Saving Mr. Banks (PG-13)
BBC Film; Disney Movies; Disney Wiki; Essential Media; History vs Hollywood; Hopscotch Features; IMDb; Rotten Tomatoes; TV Tropes; Wikipedia
streaming sites: Amazon; Disney+; FandangoNOW; Google Play; iTunes; Movies Anywhere; Vudu
This came out in 2013, but I didn't see it until 2018 (on opening night of Mary Poppins Returns). I'm not entirely comfortable with my decision to include it in the "based on a true story" category instead of "period pieces," considering how many historical inaccuracies the film contains. Most notably, the fact that author Pamela "P.L." Travers never really came around to liking the Disney adaptation of her novel, Mary Poppins, as this film depicts her doing in the end. In fact, just knowing that she still greatly disapproved of several aspects of the 1964 film caused me to give this movie a lower rating than I would have if it weren't essentially lies. According to Wikipedia, she didn't like the softening of the character she had created, never wanted it to be a musical, and didn't want the film to include any animation, among other complaints. I must say, I've never read any of her books, but this movie makes me curious to do so, just to find out how different they really are from the Disney movie. Although considering I dearly love the Disney movie, and the things Travers objected to about it are all some of the things I loved about it, I can't help but wonder if I might end up liking her books a lot less than Disney's interpretation of them. Of course, even if I did, I'd still side with Travers in believing she should have had greater creative control of the film. Nevertheless, I must say that as a historical drama, I loved this film, too. I'm just disappointed that it had to be so heavily fictionalized to make me love it, which in turn makes me unable to love it unconditionally.

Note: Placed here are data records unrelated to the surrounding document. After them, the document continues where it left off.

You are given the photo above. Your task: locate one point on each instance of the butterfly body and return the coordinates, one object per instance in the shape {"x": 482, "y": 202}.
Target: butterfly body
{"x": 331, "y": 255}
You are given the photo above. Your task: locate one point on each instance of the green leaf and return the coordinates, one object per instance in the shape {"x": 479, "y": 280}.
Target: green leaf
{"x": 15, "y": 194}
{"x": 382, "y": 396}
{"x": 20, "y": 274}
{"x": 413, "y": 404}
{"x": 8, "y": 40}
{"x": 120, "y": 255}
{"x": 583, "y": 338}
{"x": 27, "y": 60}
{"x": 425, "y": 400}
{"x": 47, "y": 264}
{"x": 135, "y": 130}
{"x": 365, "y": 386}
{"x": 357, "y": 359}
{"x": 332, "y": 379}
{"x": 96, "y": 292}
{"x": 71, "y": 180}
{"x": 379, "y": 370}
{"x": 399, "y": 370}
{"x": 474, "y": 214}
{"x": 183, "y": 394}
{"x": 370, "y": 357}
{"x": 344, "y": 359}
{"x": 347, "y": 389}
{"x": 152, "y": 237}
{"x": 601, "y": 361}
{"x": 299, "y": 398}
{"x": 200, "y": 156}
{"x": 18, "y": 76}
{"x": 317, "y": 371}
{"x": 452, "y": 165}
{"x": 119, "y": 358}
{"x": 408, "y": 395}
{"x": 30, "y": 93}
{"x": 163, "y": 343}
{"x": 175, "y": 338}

Anyway, the movie alternates between scenes set in 1961 (when Travers is played by Emma Thompson) and her childhood in Australia, when she was known by her real name, Helen Goff (played by Annie Rose Buckley). Or as her father (Colin Farrell) called her, "Ginty." The flashbacks make it very clear how much she loved her father, and how much he loved her. However, he had a drinking problem, which gets worse as the flashbacks progress throughout the film. We also see Helen's mother (played by Ruth Wilson), and younger sister, and a baby, though none of them are as important to the story as Helen and her father. Eventually, Helen's aunt Ellie (Rachel Griffiths) comes to help take care of some things, when Helen's father gets tuberculosis. (She is portrayed as the basis for the character Mary Poppins, though that's another historical inaccuracy.)
Meanwhile, in 1961, Travers lives in London. Her agent urges her to go to Los Angeles to meet with Walt Disney (Tom Hanks), who has spent the last twenty years trying to convince her to sell him the movie rights to her book. She has always declined, but at this point she has little choice, as she is out of money and has no plans to do any more writing. However, she does still have a great deal of control over the development process, since she won't sign over the rights until she has decided she can accept the way it's shaping up. We see Disney himself several times throughout the movie, though Travers spends most of her time working with screenwriter Don DaGradi (Bradley Whitford) and songwriters Richard Sherman (Jason Schwartzman) and his brother Robert Sherman (B.J. Novak). She also gradually becomes friends with her driver, Ralph (Paul Giamatti), who was made up for the film. Other characters we see a bit of include Disney's secretary, Dolly (Melanie Paxson), and his executive assistant Tommy (Kathy Baker, who I somehow mistook for Rosemary Dunsmore throughout the film).
Well... for most of the film, Travers definitely does not like the screenplay, nor the music, and when she finds out there is going to be an animation sequence, that derails everything. But Disney makes a final appeal to her, and changes the ending of his movie, when he realizes how personal the story and characters she created are to her. And of course, he finally comes to understand that the story isn't really about Mary coming to save the Banks children, but to save their father (hence this movie's title). So, as I said, the movie works very well as a drama. It really is a beautiful story. And there's some decent humor, too. I also must say I found it strange, early on, that the adult Pamela was so different from who she'd been as a child. Young Helen Goff seemed so happy, and loved fantasy (inspired by her father). But Pam seemed very prim and proper, and insisted on the film based on her book being as realistic as possible. (Which seems odd, as Disney himself pointed out at one point, considering her book is obviously a fantasy story. So it strikes me as arbitrary skepticism.) Of course, ultimately the change in her personality seems to be explained by Helen eventually coming to see her father in a more realistic light. Which is what makes the redemption of Mr. Banks so cathartic. Anyway... definitely a good film, full of feels, even if it basically amounts to propaganda for Disney.